The reason several of last summer's Czech Radio interviewees referred in such charming and egalitarian terms to tourists as fellow denizens of the bridge is that they, citizens of Prague, were instinctively reacting as hosts. They assumed full responsibility for themselves, their cultural monuments, their city, their visitors, and their political lives.

Prague has a dozen sushi joints and counting. It might not seem extraordinary at first blush, but it's a culinary stretch for a landlocked Central European capital whose cuisine tends toward dumplings the size of babies' heads. But sushi is more than the expansion of the Czech palate: Raw fish is a brutal open-market commodity because it goes bad with such velocity. Its presence on a menu means that there is enough steady money in a wide enough segment of the restaurant-going public for the owners to fly in fish from around the world every day.

Tommy Sjöö, fifty-four, a Swedish expat, has a chain of fifteen restaurants in Denmark, Spain, and the Czech Republic, five of which are in Prague, including one of the city's prime Asian fusion restaurants, in the Jalta Hotel, a place called Hot. Hot serves excellent sushi.

"Prague is still a small town in some ways," he says. "So sometimes it can seem parochial, but when we look around, things are good. The people have money, they're working, they have nice cars now. But none of us here would have anything if it weren't for three people: Clinton, Mrs. Albright, and Havel. Thank God for Havel. Trust me, it would have been really different without him."

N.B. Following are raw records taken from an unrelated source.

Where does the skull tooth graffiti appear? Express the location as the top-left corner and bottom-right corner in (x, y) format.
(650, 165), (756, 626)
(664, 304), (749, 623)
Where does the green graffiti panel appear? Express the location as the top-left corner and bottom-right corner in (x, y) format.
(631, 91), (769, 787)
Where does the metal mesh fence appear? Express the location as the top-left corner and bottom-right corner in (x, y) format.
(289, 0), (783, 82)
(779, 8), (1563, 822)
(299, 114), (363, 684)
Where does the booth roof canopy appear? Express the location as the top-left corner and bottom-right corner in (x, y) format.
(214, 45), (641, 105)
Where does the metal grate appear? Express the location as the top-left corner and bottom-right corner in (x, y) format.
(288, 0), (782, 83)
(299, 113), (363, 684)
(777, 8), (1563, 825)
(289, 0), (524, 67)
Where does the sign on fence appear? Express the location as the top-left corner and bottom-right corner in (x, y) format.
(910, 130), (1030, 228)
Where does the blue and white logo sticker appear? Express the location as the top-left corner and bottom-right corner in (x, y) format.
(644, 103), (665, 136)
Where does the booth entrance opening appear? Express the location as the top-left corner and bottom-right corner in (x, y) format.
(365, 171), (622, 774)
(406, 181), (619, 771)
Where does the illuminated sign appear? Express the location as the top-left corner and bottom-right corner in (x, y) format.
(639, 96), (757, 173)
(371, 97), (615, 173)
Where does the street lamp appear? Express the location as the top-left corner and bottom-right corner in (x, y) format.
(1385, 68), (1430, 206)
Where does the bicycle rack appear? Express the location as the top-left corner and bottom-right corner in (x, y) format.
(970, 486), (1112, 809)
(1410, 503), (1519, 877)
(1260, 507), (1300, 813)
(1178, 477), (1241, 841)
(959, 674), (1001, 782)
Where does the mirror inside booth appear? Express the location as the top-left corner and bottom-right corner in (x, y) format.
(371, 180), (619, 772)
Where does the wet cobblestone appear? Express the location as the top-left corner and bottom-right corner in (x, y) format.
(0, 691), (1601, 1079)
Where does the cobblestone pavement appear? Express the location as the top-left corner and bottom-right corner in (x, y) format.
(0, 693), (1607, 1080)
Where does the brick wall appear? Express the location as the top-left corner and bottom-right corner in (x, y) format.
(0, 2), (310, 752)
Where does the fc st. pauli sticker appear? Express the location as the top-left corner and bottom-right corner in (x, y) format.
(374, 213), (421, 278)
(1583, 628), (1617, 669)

Sjöö is referring to the early and steady support from President Bill Clinton, who sent aid and specialists to help frame the Czech Constitution post-1992, after the Slovaks voted to dissolve the Czechoslovak confederation. In Clinton's second term, his Czech-born secretary of state, Madeleine Albright, who in fact grew up in an apartment building across the square from the castle gates, was often in Prague. But most of all, Sjöö is alluding to Václav Havel's extraordinary feats as an anti-Communist dissident and his even more extraordinary thirteen-year run as president, which ended in 2003.

A banned playwright and a framer of Charter 77, the 1977 human rights proclamation co-signed by a collective of Czech scientists, professors, writers, musicians, and artists, Havel was repeatedly jailed between 1977 and 1989. His response, in jail and out, was to produce some of the best political and moral philosophy of the latter half of the twentieth century—Letters to Olga, The Power of the Powerless, and Disturbing the Peace. In 1988, he was one of the founders of the Civic Forum, the broad political coalition that moved the country to revolution. Eight months after being let out of prison for the last time, he was unanimously elected president by a freely elected parliament. But Havel's jail time can be seen in another way: His incarcerations were his passage into a state of democracy. He chose to become the first "citizen" of a theoretical country, one that was forbidden to exist because it was so at odds with the gritty Communist iteration that had his people in thrall.